OSX 10.6.4 Random AFP Crashes 2 -3 times a week
Im trying to find a solution to this problem and so all input is welcome
The problem....
Our OSX Server which is running 10.6.4 and is only doing file sharing continues to crash out and disconnect all users, the only way to recover from this fault is to reboot the server, sometime we need to hard reboot and the server doesnt respond to shh ARD or even input at the console, although this is not always the case it usually requires a hard reset to get it back up
The setup....
2 x OSX Servers running 10.6.4
Server 1:
Open Directory
SoftwareUpdate
NetBoot
NFS
ARD Task Server
QLA Server
DeployStudio Server
Server 2 -
AFP
SAMBA
Server 2 has 2 Gig ethernet ports bound as one virtual interface and is bound to server 1 as a client only and runs nothing else other than AFP
Server 2 host the DeployStudio Share along with homedrives and sharedrives
Our clients login to the machines using there OD account so when ever the server crashes the machines lock up and need to be hard reset to get them up and running again.
We have roughly 250 MAC's and around 400 users in the OD each client machine is connected at a Gig
Testing and things we have tried to resolve the issue...

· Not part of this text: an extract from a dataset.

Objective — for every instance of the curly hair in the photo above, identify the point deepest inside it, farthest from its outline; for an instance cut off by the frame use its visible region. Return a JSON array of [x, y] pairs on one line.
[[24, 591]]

We had tested osx 10.6.4 for around 2 months before moving it into productions, we rolled out all our client images with this server with no signs of anything wrong, the network through put would be more at least that of a normal work day. the only difference is that on a work day we would have around 200 server connections compared to around 50 or so when we do our images.
We also noticed that other day that when it crashed and we actually able to remote to the server that it was fine at around 3:00 then it suddenly thought it had 7000 connections (yes 7000) and it also thought it was doing 1000MB/sec throughput (yes thats right 1000MB/sec) this continued for around 10 mins then the server crashed.
I am at a bit of a loss to understand why this crashed and I have been trolling the logs to find a solution but so far nothing has turned up, I did notice on the day mentioned above there was a crash log for AFS which give the thread that fails but nothing that i can make any sense of.
here is the start of the log..
Process: AppleFileServer [241]
Path: /System/Library/CoreServices/AppleFileServer.app/Contents/MacOS/AppleFileServer
Identifier: AppleFileServer
Version: ??? (???)
Code Type: X86-64 (Native)
Parent Process: launchd [1]
PlugIn Path: /usr/sbin/AppleFileServer
PlugIn Identifier: AppleFileServer
PlugIn Version: ??? (???)
Date/Time: 2010-08-05 15:58:34.086 +0930
OS Version: Mac OS X Server 10.6.4 (10F569)
Report Version: 6
Exception Type: EXC BADACCESS (SIGSEGV)
Exception Codes: KERN INVALIDADDRESS at 0x0000000000000000
Crashed Thread: 141
it then shows a total of 202 threads with a hole bunch of hex at the end i can provide the entire log if you need it.
also the server does not drop any pings and anytime during the crashes
I would apreaciate any help with this issue and also even other people experience with AFP does this sort of stuff happen to you? or is it just me?
thanks in advanced
Message was edited by: kyleh0000
Mac OS X (10.5.4)